Oral or occasionally rectal contrast is used for abdominal imaging; sometimes gas is used to distend the lower GI tract and make it visible. Contrast in the GI tract helps distinguish the GI tract from surrounding structures. Standard oral contrast is barium-based, but low-osmolar iodinated contrast should be used when intestinal perforation is suspected or when risk of aspiration is high.
After gas is introduced into the rectum via a flexible, thin-diameter rubber catheter, CT of the entire colon is done. Virtual colonoscopy produces high-resolution 3-dimensional images of the colon that somewhat simulate the appearance of optical colonoscopy. This technique can show colon polyps and colon mucosal lesions as small as 5 mm. It is an alternative to conventional colonoscopy.
CT IV pyelography (CT IVP) or urography:
IV contrast is injected. The procedure produces detailed images of the kidneys, ureters, and bladder. It is an alternative to conventional IV urography.
After a rapid bolus injection of IV contrast, thin-slice images are rapidly taken as the contrast opacifies arteries and veins. Advanced computer graphics techniques are used to remove images of surrounding soft tissues and to provide highly detailed images of blood vessels similar to those of conventional angiography. CT angiography is a less invasive alternative to conventional angiography.
CT accounts for most diagnostic radiation exposure to patients collectively. If multiple scans are done, the total radiation dose may be high, placing the patient at potential risk (see Risks of Ionizing Radiation). Patients who have recurrent urinary tract stones or who have had major trauma are most likely to have multiple CT scans. The risk of radiation exposure vs benefit of the examination must always be considered because the effective radiation dose of one abdomen CT is equal to 500 chest x-rays.

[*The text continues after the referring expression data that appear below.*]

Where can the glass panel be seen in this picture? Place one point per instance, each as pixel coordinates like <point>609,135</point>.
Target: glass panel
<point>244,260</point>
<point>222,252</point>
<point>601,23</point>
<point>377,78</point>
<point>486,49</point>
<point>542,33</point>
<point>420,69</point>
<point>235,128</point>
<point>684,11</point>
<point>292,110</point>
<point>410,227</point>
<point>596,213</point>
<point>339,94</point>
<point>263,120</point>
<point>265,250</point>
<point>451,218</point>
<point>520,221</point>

Some CT scans use IV contrast, which has certain risks (see Radiographic Contrast Agents and Contrast Reactions). If barium extravasates outside the GI tract lumen, it can induce severe inflammation; if aspirated, barium can induce severe pneumonia. Barium can also become hard and inspissated, potentially precipitating intestinal obstruction. Gastrografin is safer, but the contrast and images of the GI tract it provides are not as good.
The CT table may not be able to accommodate very obese patients.